Do ponto de vista civil, essa prática é permitida. O artigo 1.007 do Código Civil admite a distribuição desigual de lucros, desde que haja previsão expressa no contrato social ou acordo entre os sócios. Contudo, do ponto de vista tributário, a Receita Federal pode interpretar essa prática como uma tentativa disfarçar remuneração, ensejando autuação e cobrança de tributos.
Base legal para autuação
O principal fundamento utilizado pela Receita Federal é o artigo 116, parágrafo único do Código Tributário Nacional (CTN), que permite à administração tributária desconsiderar atos que visem dissimular o fato gerador do tributo. Além disso, a Instrução Normativa RFB nº 1.700/2017 reforça a necessidade de escrituração contábil regular para distribuição de lucros isentos.
A jurisprudência administrativa também traz elementos importantes. O Conselho Administrativo de Recursos Fiscais (CARF) possui decisões que reconhecem a legalidade da distribuição desproporcional, desde que formalmente prevista e devidamente fundamentada. Entretanto, em situações onde a Receita identifica indícios de disfarce de remuneração, as autuações têm sido mantidas.
Decisões relevantes do CARF
- No Acórdão nº 1401-004.224, o CARF reconheceu a validade da distribuição desproporcional em sociedade de serviços, desde que prevista no contrato social.

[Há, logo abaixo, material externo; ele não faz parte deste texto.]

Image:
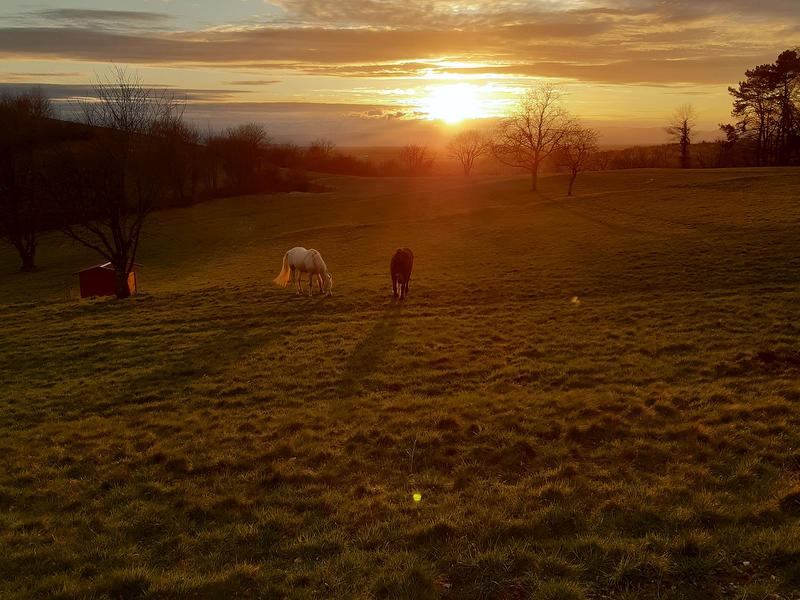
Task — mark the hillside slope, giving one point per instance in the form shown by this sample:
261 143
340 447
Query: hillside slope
593 397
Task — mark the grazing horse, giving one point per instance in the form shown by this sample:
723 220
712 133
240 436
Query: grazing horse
299 260
400 269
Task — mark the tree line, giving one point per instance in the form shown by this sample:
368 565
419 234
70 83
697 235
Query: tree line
132 152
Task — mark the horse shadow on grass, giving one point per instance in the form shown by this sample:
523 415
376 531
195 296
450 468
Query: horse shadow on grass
368 354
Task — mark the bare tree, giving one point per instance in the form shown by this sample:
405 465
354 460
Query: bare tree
577 148
533 131
467 147
25 133
416 159
241 152
108 187
680 128
321 148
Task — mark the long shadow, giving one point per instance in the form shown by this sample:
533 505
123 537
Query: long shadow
368 354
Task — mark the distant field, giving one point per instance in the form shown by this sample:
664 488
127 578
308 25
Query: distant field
595 397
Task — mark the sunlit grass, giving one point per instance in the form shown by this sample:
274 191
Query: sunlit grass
489 437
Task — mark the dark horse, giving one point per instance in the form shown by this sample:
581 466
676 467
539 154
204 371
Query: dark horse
400 269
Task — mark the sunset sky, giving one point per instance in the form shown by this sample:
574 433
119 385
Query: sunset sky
386 72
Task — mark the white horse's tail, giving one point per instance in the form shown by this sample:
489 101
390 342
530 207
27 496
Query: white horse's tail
283 277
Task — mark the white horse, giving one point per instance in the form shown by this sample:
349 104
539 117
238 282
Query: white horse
298 260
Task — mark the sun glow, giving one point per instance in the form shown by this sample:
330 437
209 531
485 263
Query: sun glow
454 103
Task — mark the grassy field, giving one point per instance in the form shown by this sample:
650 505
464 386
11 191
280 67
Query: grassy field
595 397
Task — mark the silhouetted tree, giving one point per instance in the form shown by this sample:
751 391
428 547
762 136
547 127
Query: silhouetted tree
25 132
241 153
680 128
467 147
754 103
577 149
786 74
109 186
533 131
178 145
416 159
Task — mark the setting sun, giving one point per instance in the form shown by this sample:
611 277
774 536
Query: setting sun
453 103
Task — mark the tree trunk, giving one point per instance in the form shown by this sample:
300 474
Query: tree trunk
121 276
26 255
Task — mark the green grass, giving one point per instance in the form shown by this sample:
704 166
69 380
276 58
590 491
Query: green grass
216 436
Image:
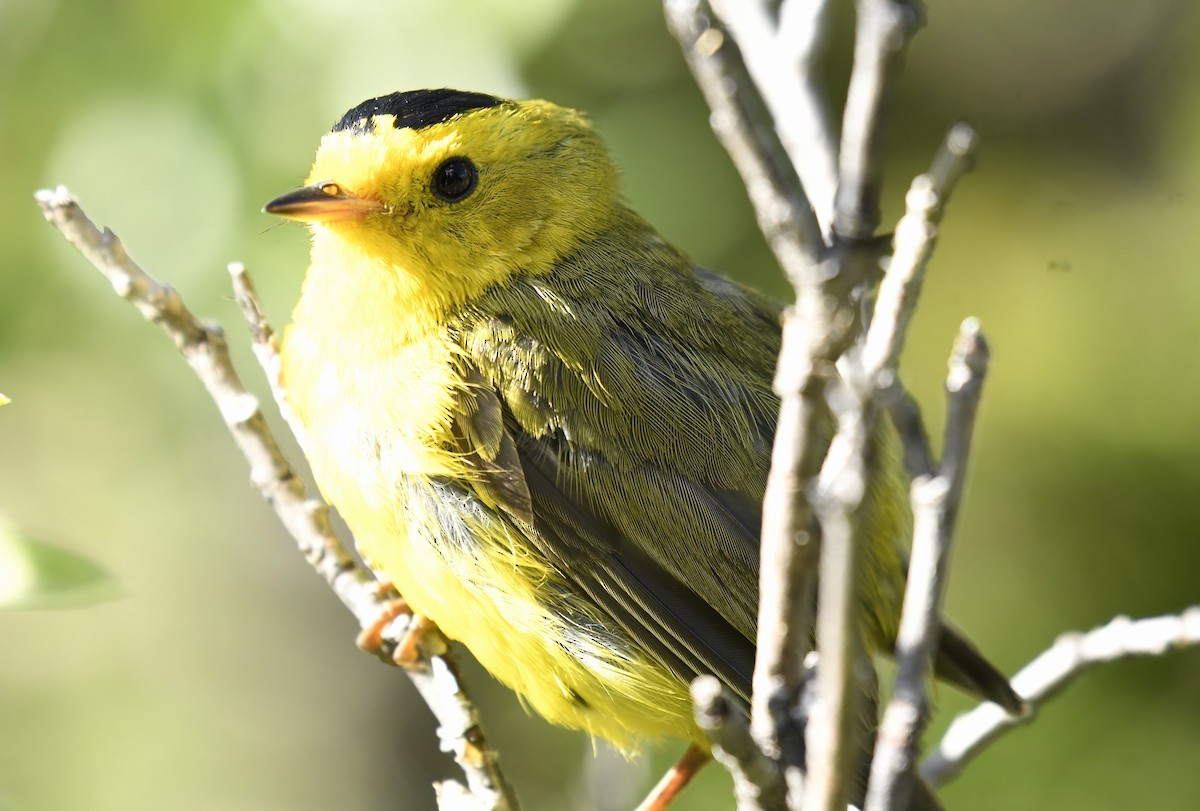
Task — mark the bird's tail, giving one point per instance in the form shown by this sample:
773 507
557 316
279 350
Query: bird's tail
960 662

- Já no Acórdão nº 1301-004.148, a autuação foi mantida por identificação de distribuição disfarçada de lucros, com reclassificação dos valores como remuneração.
Como mitigar riscos
Para reduzir os riscos de autuação pela Receita Federal:
- Preveja expressamente a possibilidade de distribuição desproporcional no contrato social;
- Mantenha escrituração contábil regular e idônea;
- Justifique economicamente a desproporcionalidade (ex.: know-how, aportes, atuação diferenciada);
- Evite a prática de forma recorrente e sem fundamentação.
Conclusão
A distribuição desproporcional de lucros é juridicamente válida, mas precisa ser manejada com cautela. A Receita Federal pode autuar se identificar que a prática visa burlar a tributação. Por isso, é fundamental alinhar a estratégia societária com o planejamento tributário e com o suporte contábil adequado.